We also found that microglia in the inner cerebral wall (VZ/SVZ/IZ) migrated away from the CP and microglia that initially positioned 100–250 µm from the apical surface (corresponding to the IZ) moved more apicalward than cells nearer the apical surface (0–100 µm deep, corresponding to the VZ/SVZ) (Fig. 2a–h; Supplementary Movie 5), suggesting the additional (contradirectional) attraction of microglia to the SVZ/VZ. To study this, the CP or SVZ/VZ explants prepared from E14 cerebral walls were cocultured side by side with CX3CR1-GFP+ microglia isolated by flow cytometry (FACS) on E14 (Fig. 2i–k). As expected, the density of accumulated microglia in the SVZ/VZ explants after 0.5 day, 1 day, or 3 days was markedly greater than that in the CP explants (Fig. 2l, m; Supplementary Fig. 3).
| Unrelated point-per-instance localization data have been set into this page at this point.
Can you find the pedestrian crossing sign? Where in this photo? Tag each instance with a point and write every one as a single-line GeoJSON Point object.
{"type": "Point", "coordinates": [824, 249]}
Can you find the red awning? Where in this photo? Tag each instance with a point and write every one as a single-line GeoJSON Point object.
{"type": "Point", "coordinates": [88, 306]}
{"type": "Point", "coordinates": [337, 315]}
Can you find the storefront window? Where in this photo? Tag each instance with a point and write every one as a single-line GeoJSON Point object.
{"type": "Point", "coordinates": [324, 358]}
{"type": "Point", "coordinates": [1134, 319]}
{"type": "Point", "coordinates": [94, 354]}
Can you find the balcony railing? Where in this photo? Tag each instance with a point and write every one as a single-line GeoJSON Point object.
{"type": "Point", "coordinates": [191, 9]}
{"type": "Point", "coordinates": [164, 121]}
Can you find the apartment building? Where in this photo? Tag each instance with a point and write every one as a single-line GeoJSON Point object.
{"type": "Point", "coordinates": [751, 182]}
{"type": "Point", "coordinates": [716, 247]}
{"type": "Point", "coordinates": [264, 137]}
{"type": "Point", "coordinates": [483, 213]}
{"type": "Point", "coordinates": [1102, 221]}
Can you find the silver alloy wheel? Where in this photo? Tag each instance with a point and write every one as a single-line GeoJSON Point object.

The CXCL12/CXCR4 system underlies microglial migration
To address the molecular mechanism underlying the bidirectional attraction of microglia in the developing cortex, we focused on CXCL12 and its receptor CXCR4, which are involved in microglial recruitment to the SVZ11. In situ hybridization demonstrated that Cxcl12 mRNA was constantly expressed in the meninges starting on E12 and that it tended to gradually increase and was high in the SVZ from E12 to E16, peaking on E14 (Fig. 3a; Supplementary Fig. 4a). Reverse transcription (RT)-PCR revealed Cxcr4 mRNA expression in CX3CR1+ microglia (Supplementary Fig. 4b). There were fewer P2RY12+ microglia in the MZ in cerebral wall slices from CXCR4 knockout (Cxcr4−/−) mice26 (Supplementary Fig. 4c), than in those from wild-type (WT) mice on E15 (however, there were comparable densities of P2RY12+ microglia and CD206+ macrophages in the meninges) (Fig. 3b–e). This difference in the MZ persisted until E18 (Supplementary Fig. 5a–d) and was reproduced when WT embryos were intraventricularly administered with AMD310027, a CXCR4 antagonist (Supplementary Fig. 5e–h). In the CP of Cxcr4−/− mice, which was previously shown to exhibit normal microglial density on E18.528, the relative proportion of microglia was significantly greater on E15 (Fig. 3f, g) (despite a slight decrease in the total number of microglia (Fig. 3h), as reported previously11). Also, in the zone immediately below the CP (i.e., bin 3), the relative proportion of microglia was increased, while that of microglia in the inner regions containing the VZ (i.e., bin 1) and the SVZ (i.e., bin 2) was lower than that in the control (Fig. 3f, g). Such abnormalities in microglial distribution on E15 were reproduced in AMD3100-treated WT mice, with no significant decrease in the total number of intrapallial microglia (Supplementary Fig. 6).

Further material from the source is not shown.